Lunchtime reads: immigration, civil disobedience & democracy

[A cartoon showing laborers, among whom are Irishmen, an African American, a Civil War veteran, Italian, Frenchman, and a Jew, building a wall against the Chinese. Congressional mortar is used to mount blocks of prejudice, non-reciprocity, law against race, fear, etc. Across the sea, a ship flying the American flag enters China, as the Chinese knock down their own wall and permit trade of such goods as rice, tea, and silk. Graetz, F. , Approximately 1913, Artist. “The anti-Chinese wall--The American wall goes up as the Chinese original goes down” / F. Grätz. Photograph. Retrieved from the Library of Congress, <www.loc.gov/item/96500349/>.]

Your Lunchtime Read

Around lunchtime each Monday, I will share some writing, videos, or music that I think are important or otherwise interesting. If you want to learn something on your break without doom scrolling through the internet, check your inbox around 12:00 p.m. EST. 

I’ve been thinking quite a bit about immigration lately for obvious reasons. For Sojourners, I wrote this essay on the threat of mass deportations for American democracy. In short, there is no such thing as wielding fascistic violence while simultaneously preserving democracy. They are mutually exclusive. Those violent appetites will always turn against us eventually, and consume us. 

Also for Sojourners, professor of Asian American studies and co-founder of Stop AAPI Hate, Russell Jeung, asks “What will Christians risk to defy unjust immigration orders?” He grounds this short essay in a reflection on movement work done at another time of racist, xenophobic panic. 

In the late 19th century, the federal government worked to prohibit Chinese immigration and to add Chinese residents to a registry with the passage of the Chinese Exclusion Act as well as the 1892 Geary Act. Once invited in to work in the rapidly expanding post-war U.S. economy, Chinese workers were now surplus and, therefore, disposable. Like today, criminalization and the threat of deportation would make these already vulnerable workers even more exploitable. 

Chinese American immigrants launched a massive campaign of civil disobedience defying the registration order and supporting litigation to repeal the Geary Act. These domestic efforts were coupled with diplomacy from China itself as these laws violated treaties between the U.S. and China.

In a February 1892 essay in the evangelical journal Our Bethany, “The Geary Act: From the Standpoint of a Chinese Christian,” Rev. Jee Gam makes a powerful blow by blow analysis of how racist, unfair, and shortsighted the law is. Gam, the first ever Chinese American ordained congregationalist minister, had a clear analysis of how the Geary Act would criminalize the Chinese and in so doing, subordinate them socially: “...[the] law makes one a slave, a criminal, or even a dog. For the only class that are required to give photographs are the criminals, and the only animal that must wear a tag is a dog. The Chinese decline to be counted in with either of these classes, so they refuse to register, and I do not blame them.” 
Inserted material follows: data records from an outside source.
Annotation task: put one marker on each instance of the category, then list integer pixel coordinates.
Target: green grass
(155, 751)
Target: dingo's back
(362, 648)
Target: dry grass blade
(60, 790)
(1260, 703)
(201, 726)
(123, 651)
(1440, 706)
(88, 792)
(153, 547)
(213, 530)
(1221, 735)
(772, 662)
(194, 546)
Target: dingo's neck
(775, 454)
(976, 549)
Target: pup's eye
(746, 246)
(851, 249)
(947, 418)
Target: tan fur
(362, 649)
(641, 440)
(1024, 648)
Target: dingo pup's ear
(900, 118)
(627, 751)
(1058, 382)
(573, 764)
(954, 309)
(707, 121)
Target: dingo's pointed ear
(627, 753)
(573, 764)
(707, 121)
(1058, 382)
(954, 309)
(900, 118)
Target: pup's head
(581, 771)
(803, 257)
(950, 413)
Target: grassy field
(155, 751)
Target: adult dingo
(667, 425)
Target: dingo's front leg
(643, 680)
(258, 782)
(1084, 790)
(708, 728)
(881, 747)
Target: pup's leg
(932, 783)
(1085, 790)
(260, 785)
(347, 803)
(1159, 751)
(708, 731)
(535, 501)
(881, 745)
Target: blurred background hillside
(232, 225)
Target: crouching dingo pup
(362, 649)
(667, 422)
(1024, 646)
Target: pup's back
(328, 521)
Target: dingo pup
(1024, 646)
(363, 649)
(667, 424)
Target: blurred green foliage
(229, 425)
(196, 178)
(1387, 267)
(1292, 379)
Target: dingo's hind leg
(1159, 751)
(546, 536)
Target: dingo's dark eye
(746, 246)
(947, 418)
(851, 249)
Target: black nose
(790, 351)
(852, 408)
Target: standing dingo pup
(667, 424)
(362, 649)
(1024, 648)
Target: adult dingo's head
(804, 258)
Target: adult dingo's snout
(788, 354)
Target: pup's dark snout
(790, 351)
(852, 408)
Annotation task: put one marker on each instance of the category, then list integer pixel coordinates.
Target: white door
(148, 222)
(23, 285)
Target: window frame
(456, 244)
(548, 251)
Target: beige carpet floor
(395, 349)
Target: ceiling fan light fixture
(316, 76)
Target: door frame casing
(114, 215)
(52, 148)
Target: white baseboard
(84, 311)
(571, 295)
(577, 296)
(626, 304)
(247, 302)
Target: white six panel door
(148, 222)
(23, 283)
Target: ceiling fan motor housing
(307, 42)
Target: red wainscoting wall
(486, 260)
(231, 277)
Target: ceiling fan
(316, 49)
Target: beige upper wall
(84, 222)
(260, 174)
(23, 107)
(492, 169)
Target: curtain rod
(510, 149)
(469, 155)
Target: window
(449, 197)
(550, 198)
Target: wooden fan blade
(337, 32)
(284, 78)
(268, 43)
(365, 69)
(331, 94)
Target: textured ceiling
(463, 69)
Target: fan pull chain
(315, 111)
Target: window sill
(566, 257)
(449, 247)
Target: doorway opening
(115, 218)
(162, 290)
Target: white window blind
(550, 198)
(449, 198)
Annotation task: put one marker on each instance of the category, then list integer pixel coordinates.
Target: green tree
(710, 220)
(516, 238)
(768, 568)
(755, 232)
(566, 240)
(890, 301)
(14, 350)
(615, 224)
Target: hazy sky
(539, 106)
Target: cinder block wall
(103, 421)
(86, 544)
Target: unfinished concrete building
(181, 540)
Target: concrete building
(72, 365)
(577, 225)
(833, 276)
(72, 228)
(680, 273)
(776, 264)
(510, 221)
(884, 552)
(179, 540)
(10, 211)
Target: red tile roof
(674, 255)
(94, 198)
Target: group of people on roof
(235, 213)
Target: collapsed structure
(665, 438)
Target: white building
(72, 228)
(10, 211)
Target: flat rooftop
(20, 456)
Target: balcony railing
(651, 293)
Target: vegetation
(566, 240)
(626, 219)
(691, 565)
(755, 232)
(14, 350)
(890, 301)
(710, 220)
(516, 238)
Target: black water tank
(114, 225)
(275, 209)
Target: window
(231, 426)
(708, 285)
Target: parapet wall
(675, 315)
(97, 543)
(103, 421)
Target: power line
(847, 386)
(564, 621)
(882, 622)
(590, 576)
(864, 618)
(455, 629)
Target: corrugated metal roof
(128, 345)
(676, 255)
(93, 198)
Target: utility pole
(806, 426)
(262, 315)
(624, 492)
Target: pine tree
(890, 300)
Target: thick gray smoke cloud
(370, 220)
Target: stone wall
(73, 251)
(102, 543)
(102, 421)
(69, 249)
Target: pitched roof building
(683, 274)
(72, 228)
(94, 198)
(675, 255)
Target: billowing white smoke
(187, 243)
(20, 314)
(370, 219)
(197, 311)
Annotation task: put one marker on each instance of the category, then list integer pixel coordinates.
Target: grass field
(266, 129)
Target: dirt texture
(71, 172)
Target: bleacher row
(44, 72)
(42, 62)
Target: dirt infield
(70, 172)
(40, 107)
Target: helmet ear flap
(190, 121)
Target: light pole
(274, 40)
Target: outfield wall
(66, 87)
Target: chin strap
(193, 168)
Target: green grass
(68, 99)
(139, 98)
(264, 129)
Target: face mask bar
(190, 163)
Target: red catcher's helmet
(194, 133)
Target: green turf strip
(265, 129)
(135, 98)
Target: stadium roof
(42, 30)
This is a helpful reminder that we don’t wait for the conditions to look optimal before we fight back. Very little in 1892 signaled that this fight would, or even could be victorious. The United States was still industrializing. Even white men, who are typically the first to be absorbed into the labor market, were struggling with the rapid advancement of industrial capitalism. That’s why the image of the wandering so-called “hobo” emerges in this period. (I discussed the hobo panic of the late 19th and early 20th century, as well as the criminalization of these displaced white working men, a bit in this piece for the National Catholic Reporter.) No matter how much forecasting we’re capable of, we don’t always know when conditions that are conducive to victory will arise.

The Trump Administration makes a new headline every hour. It’s a strategy of shock and awe. But fretting isn’t meaningful political activity. That’s not to say we don’t feel our feelings. Of course we do. We must. However, we can’t substitute the activity of our internal lives for the concrete things that need to get done: we still need to organize, we still need to build power, and we still need to shore up the relational infrastructure that can support a better future.